Consider the following Data Frame:
Index | foo | String A | bar | String B |
---|---|---|---|---|
First | 15 | nan | 0 | 3 |
Second | 0 | 2 | 25 | nan |
I have the following logic that allows me to iterate through a single column of a data frame and access a specific cell and change its value. If the value of the cell in the column with the name String A
is NOT NaN
then the value of the cell in the column that comes before it should be changed to NaN
for idx, val in enumerate(df['String A']):
if not math.isnan(val) :
df.iloc[: , df.columns.get_loc('String A')-1].iloc[idx] = np.nan
Is there a way I could generalize the loop so I could iterate through all columns that contain the substring String
such that the loop applies for both columns String A
and String B
(or any column that contains this substring).

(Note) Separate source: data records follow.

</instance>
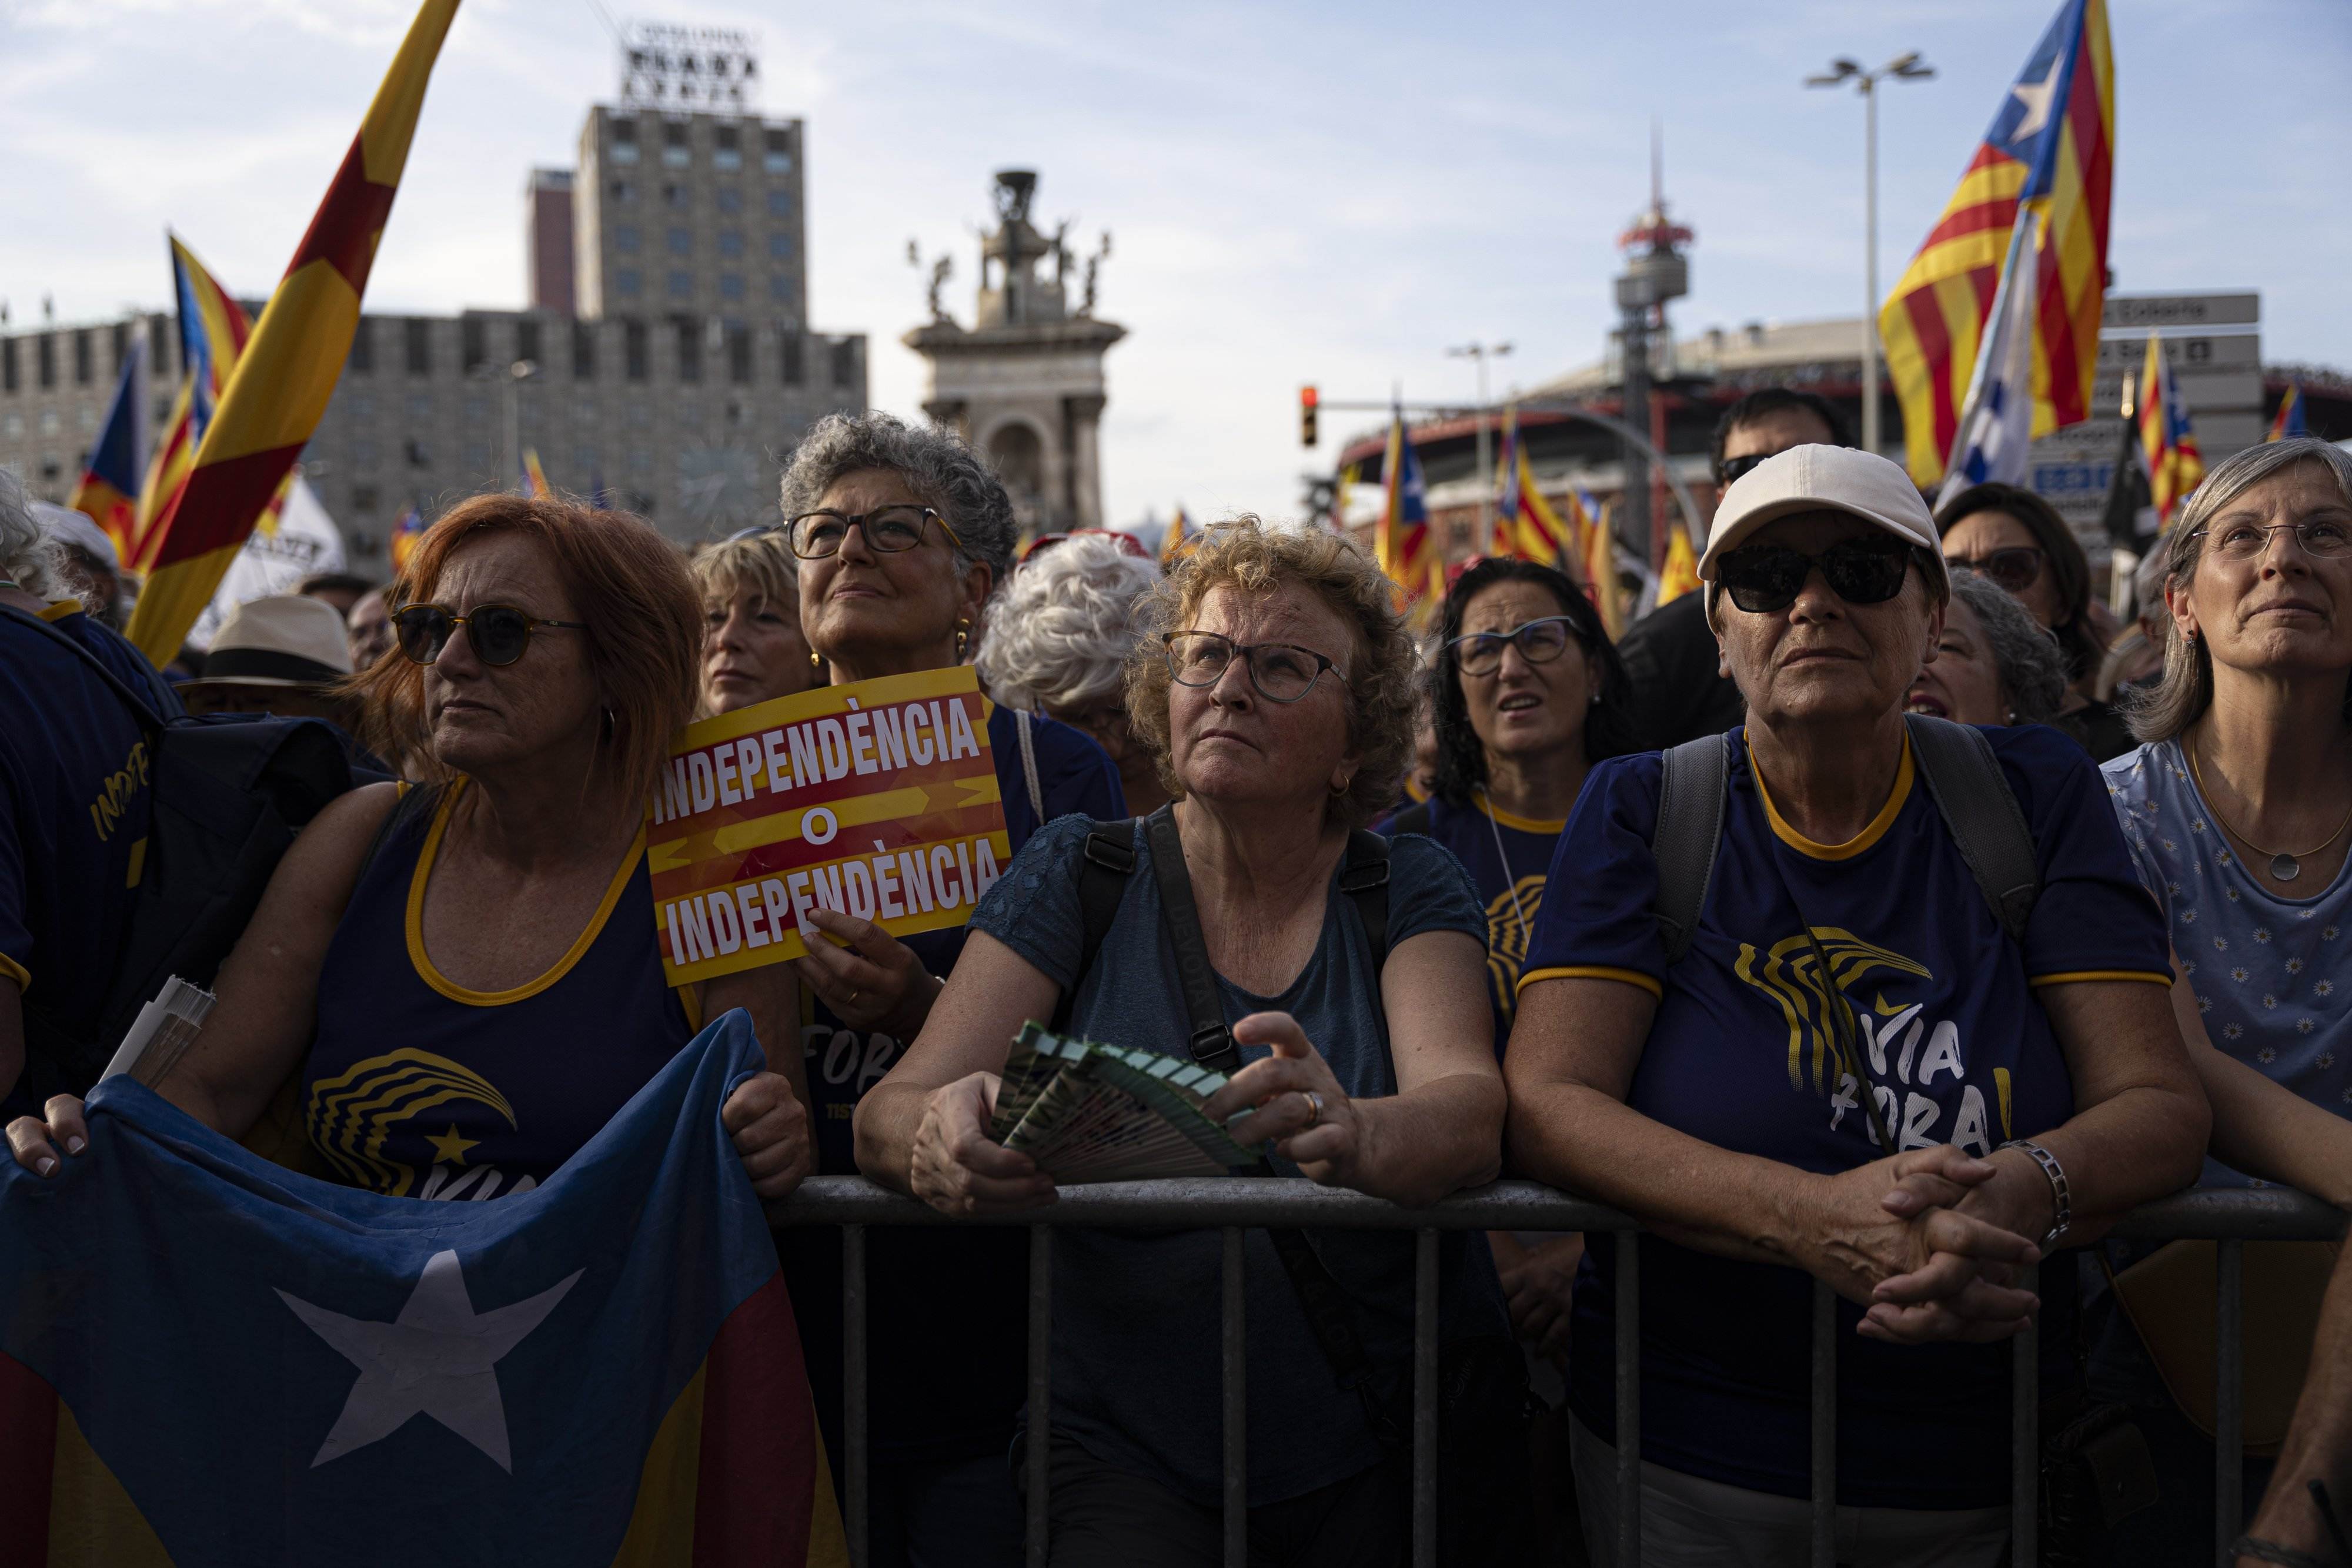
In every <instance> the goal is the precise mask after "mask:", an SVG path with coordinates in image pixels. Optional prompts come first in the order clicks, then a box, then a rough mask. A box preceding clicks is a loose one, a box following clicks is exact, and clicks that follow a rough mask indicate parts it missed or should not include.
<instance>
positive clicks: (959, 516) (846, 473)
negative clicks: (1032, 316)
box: [783, 414, 1021, 592]
mask: <svg viewBox="0 0 2352 1568" xmlns="http://www.w3.org/2000/svg"><path fill="white" fill-rule="evenodd" d="M866 468H887V470H889V473H894V475H898V477H901V480H906V484H908V489H913V491H915V494H917V496H922V503H924V505H929V508H931V510H934V512H938V515H941V517H946V520H948V527H950V529H955V538H957V548H955V564H957V567H971V564H981V567H988V588H990V592H995V590H997V588H1002V585H1004V578H1009V576H1011V571H1014V541H1016V538H1018V536H1021V529H1018V524H1016V522H1014V503H1011V496H1007V494H1004V484H1002V482H997V475H995V470H993V468H988V461H985V458H981V454H976V451H974V449H971V447H967V444H964V442H962V440H957V437H955V433H950V430H941V428H936V425H910V423H906V421H903V418H896V416H891V414H826V416H823V418H821V421H816V423H814V425H809V433H807V435H804V437H802V442H800V447H797V449H795V451H793V461H790V465H788V468H786V470H783V515H786V520H790V517H797V515H800V512H811V510H816V503H818V498H823V494H826V491H828V489H833V484H835V482H837V480H842V477H847V475H854V473H861V470H866Z"/></svg>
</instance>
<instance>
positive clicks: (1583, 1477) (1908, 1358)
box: [1505, 447, 2206, 1566]
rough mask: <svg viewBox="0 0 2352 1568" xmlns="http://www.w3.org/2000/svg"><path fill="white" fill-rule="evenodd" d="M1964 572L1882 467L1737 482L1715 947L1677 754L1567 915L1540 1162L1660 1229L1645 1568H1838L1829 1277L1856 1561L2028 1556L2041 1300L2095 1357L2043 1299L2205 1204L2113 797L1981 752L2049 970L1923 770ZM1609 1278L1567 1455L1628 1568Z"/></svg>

The table should then look like this:
Index | foo | String A | bar | String B |
---|---|---|---|---|
First | 15 | nan | nan | 3 |
Second | nan | 2 | 25 | nan |
Edit: Added more details to the question
CodePudding user response:
Try:
for idx in [i for i, c in enumerate(df.columns) if c.startswith("String")]:
df.iloc[:, idx-1] = df.iloc[:, idx-1].where(df.iloc[:,idx].isnull())
>>> df
foo String A bar String B
Index
First 15.0 NaN NaN 3.0
Second NaN 2.0 25.0 NaN
CodePudding user response:
In order to maintain use of your original for loop you could do the following:
for idx, val in enumerate(df):
if 'String' in val:
print(val)
CodePudding user response:
You could subset the columns and use apply
to iterate:
relevant = df.columns.str.contains('String')
# select the columns that come right bevor a string column
relevant = np.where(relevant)[0] - 1
# apply your function to the relevant columns
df.iloc[:, relevant] = df.iloc[:, relevant].apply(...)